4) Lightly toast 8 pieces of bread.  Drain the canned tomatoes, letting them sit in a colander for a few minutes to remove excess liquid.  Prepare 8 leaves of Bibb lettuce.

5) To serve, spread mayonnaise on each bread slice if you're using it
.  Top with lettuce, tomatoes, and slices of tempeh.  Top with a final bread slice and serve immediately.  Tip: the lettuce on the sandwich acts as a shield to the bread below from the juiciness of the tomatoes.  Make sure to place the lettuce below the tomatoes.  Try to make up the sandwich immediately before you serve it, since the bread can become soggy form the tomato liquid.

Saturday, June 6, 2015

One Pan Mexican Quinoa

Any time something has the words "one pan" in the title, I'm intrigued.  Add the words "Mexican" and "quinoa," and I'm hooked.  Quick, easy, and no hours of pan-washing afterwards?  Yes please.

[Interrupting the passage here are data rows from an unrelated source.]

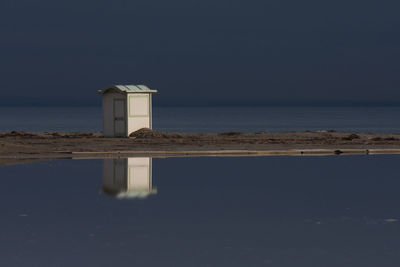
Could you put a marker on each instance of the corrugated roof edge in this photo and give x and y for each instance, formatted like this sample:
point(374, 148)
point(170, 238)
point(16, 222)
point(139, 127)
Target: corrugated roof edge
point(128, 88)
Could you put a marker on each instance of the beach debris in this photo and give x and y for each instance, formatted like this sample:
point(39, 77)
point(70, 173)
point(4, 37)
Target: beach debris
point(351, 137)
point(231, 133)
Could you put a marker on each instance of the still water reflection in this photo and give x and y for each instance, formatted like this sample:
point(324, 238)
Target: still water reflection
point(128, 178)
point(261, 211)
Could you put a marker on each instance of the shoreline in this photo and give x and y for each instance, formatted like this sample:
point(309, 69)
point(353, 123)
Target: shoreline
point(20, 146)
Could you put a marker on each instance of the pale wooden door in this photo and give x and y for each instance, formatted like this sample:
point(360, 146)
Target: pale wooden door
point(119, 117)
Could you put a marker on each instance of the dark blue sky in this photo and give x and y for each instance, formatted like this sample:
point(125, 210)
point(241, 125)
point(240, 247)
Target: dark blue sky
point(225, 52)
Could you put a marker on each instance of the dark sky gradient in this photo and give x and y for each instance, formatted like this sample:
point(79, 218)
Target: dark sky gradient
point(208, 52)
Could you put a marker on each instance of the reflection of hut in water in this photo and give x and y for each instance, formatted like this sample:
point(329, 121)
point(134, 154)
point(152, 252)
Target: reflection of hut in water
point(128, 178)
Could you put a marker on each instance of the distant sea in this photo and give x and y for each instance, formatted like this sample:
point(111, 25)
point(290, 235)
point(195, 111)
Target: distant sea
point(212, 119)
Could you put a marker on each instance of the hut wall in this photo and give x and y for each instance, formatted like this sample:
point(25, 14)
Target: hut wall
point(108, 112)
point(139, 112)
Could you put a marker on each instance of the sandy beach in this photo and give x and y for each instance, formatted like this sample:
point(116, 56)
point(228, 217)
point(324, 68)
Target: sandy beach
point(18, 145)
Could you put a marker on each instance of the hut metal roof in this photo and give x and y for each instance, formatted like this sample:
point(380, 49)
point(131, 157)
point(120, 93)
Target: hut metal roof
point(128, 88)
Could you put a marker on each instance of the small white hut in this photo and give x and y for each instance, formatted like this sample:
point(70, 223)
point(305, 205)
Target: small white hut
point(126, 108)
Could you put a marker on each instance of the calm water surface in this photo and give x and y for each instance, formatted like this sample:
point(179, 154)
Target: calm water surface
point(263, 211)
point(217, 119)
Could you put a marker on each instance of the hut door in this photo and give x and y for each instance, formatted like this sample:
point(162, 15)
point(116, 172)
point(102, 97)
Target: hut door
point(119, 117)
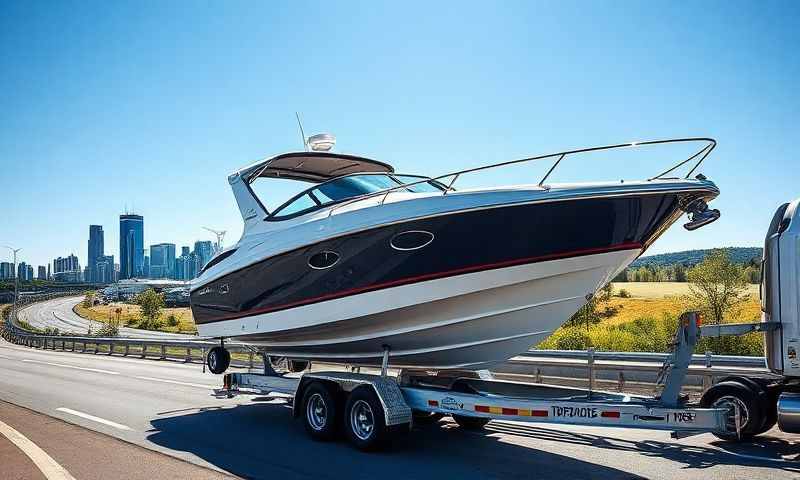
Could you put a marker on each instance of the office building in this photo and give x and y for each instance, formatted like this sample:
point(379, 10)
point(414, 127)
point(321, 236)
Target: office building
point(22, 271)
point(131, 246)
point(67, 269)
point(95, 251)
point(6, 270)
point(204, 251)
point(104, 270)
point(162, 260)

I ended up making this at my mom's house one night when they were all being carnivores and I wanted an alternative.  I packed up the ingredients that I didn't think they would have and brought it over.  Unfortunately I assumed they would have frozen corn.  Doesn't everyone always have frozen corn in their freezer!?  No such luck.  I had to make up for it with frozen peas.  Definitely not the same Mexican vibe, but better than nothing.

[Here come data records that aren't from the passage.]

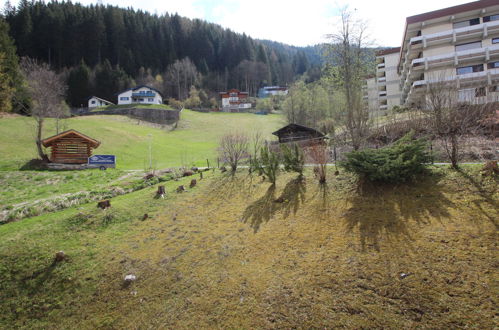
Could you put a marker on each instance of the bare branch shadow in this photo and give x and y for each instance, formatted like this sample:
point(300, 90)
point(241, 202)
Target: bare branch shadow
point(263, 209)
point(381, 212)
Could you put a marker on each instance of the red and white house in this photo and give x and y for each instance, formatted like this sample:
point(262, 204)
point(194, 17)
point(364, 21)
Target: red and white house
point(234, 101)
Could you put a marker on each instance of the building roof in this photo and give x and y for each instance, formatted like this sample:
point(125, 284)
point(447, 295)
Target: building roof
point(98, 98)
point(475, 5)
point(50, 140)
point(141, 86)
point(388, 51)
point(297, 127)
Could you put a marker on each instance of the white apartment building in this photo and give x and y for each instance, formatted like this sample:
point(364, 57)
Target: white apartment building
point(387, 78)
point(457, 45)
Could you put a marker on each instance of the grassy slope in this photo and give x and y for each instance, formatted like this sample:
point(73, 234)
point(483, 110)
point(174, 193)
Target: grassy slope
point(194, 141)
point(224, 254)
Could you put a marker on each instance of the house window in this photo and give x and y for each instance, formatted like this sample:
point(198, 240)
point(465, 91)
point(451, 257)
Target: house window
point(480, 91)
point(491, 18)
point(469, 69)
point(469, 45)
point(466, 94)
point(470, 22)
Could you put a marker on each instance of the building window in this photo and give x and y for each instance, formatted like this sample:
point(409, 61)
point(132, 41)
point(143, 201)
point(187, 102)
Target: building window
point(470, 22)
point(469, 69)
point(469, 45)
point(480, 91)
point(491, 18)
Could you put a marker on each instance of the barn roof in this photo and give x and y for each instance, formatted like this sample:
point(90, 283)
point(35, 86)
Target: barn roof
point(299, 128)
point(50, 140)
point(138, 87)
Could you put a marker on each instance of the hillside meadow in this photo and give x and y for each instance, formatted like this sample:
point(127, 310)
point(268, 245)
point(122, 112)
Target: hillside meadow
point(194, 140)
point(237, 252)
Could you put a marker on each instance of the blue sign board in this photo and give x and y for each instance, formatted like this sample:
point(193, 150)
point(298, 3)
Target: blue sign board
point(102, 160)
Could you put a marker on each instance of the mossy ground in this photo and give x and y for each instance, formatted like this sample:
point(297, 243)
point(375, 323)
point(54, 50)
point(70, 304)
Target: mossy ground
point(225, 254)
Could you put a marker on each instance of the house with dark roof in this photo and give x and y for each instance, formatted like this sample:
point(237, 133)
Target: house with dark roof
point(296, 133)
point(140, 95)
point(95, 102)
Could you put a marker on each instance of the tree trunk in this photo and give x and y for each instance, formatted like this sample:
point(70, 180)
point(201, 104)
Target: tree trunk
point(39, 129)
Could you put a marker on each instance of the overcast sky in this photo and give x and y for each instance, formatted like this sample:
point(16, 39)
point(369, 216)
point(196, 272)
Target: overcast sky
point(294, 22)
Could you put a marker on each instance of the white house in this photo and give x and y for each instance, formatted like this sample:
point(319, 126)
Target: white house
point(94, 102)
point(140, 94)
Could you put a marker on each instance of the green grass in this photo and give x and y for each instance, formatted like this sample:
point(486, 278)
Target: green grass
point(195, 140)
point(225, 254)
point(138, 106)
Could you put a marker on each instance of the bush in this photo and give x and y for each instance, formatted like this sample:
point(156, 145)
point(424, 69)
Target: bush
point(267, 164)
point(400, 162)
point(293, 158)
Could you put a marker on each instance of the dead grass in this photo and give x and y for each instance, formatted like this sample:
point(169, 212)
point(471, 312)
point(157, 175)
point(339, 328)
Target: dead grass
point(227, 255)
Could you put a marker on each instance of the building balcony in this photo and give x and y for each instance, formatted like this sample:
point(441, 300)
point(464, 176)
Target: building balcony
point(483, 30)
point(456, 58)
point(470, 80)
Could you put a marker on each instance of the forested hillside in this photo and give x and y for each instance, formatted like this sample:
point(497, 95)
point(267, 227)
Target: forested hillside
point(109, 46)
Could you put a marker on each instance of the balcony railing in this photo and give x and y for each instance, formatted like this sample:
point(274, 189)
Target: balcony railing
point(463, 55)
point(144, 94)
point(484, 29)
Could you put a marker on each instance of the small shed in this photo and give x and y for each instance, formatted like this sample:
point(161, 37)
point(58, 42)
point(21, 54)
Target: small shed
point(70, 147)
point(295, 132)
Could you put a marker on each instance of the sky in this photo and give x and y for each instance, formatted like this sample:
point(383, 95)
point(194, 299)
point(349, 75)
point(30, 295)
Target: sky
point(294, 22)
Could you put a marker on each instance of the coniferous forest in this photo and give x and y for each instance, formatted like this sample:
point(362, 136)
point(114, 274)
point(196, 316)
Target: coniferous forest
point(103, 49)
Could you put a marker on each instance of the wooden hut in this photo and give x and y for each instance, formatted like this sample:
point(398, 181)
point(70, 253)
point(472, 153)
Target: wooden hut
point(70, 147)
point(295, 133)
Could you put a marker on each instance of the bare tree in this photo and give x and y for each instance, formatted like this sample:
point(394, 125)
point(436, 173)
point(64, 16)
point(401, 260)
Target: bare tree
point(454, 114)
point(180, 76)
point(347, 50)
point(46, 90)
point(233, 147)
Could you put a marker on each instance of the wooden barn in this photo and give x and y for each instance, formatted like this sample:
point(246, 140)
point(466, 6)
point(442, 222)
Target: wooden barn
point(295, 133)
point(70, 147)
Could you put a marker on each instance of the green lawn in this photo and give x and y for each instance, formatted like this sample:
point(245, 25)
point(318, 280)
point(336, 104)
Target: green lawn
point(226, 254)
point(195, 140)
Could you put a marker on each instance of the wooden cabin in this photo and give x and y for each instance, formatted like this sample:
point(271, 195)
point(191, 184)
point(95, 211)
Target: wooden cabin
point(295, 133)
point(70, 147)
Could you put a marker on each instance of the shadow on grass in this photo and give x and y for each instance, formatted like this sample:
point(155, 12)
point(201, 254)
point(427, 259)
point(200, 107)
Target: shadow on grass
point(487, 196)
point(263, 209)
point(381, 212)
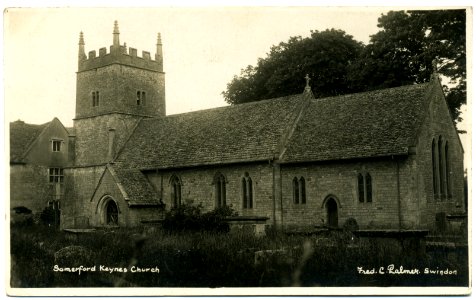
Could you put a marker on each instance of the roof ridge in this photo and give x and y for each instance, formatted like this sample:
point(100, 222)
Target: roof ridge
point(371, 91)
point(257, 102)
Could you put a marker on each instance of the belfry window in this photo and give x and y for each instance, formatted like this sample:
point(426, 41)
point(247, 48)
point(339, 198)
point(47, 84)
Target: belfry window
point(220, 190)
point(112, 213)
point(56, 175)
point(56, 145)
point(247, 191)
point(176, 191)
point(448, 179)
point(434, 162)
point(364, 186)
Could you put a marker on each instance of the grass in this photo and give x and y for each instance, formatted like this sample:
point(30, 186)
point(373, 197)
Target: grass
point(206, 259)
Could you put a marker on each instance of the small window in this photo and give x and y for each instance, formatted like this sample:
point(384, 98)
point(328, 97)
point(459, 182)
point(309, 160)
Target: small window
point(176, 191)
point(247, 190)
point(112, 213)
point(140, 98)
point(299, 190)
point(220, 190)
point(302, 189)
point(364, 186)
point(95, 96)
point(368, 187)
point(434, 160)
point(56, 175)
point(360, 180)
point(56, 145)
point(296, 190)
point(448, 179)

Besides corn (or peas), this quinoa has avocado, black beans, jalapeño, fire-roasted tomatoes, and garlic.  It's all flavored with lime juice, chili powder, cumin and fresh cilantro.  Doesn't that sound good!?!  For a one-pan dish?  Mexican fabulousness for dinner within 30 minutes.  Go.

One Pan Mexican Quinoa
from Damn Delicious
yield 4 servings

1 tablespoon olive oil
2 cloves garlic, minced
1 cup quinoa
1 cup vegetable broth
1 15-ounce can black beans, drained and rinsed
1 14.5-ounce can fire-roasted diced tomatoes
1 cup corn kernels
1 teaspoon chili powder
1/2 teaspoon cumin
kosher salt and freshly ground black pepper, to taste
1 avocado, halved, seeded, peeled and diced
juice of 1 lime
2 tablespoons chopped fresh cilantro leaves


1) Heat olive oil in a large skillet over medium high heat.  Add garlic and japan and cook, stirring frequently, until fragrant, 1 minute.

2) Stir in quinoa, vegetable broth, beans, tomatoes, corn, chili powder and cumin.  Season with salt and pepper to taste.  Bring to a boil; cover, reduce heat and simmer until quinoa is cooked through, about 20 minutes.  Stir in avocado, lime juice and cilantro.  Serve immediately.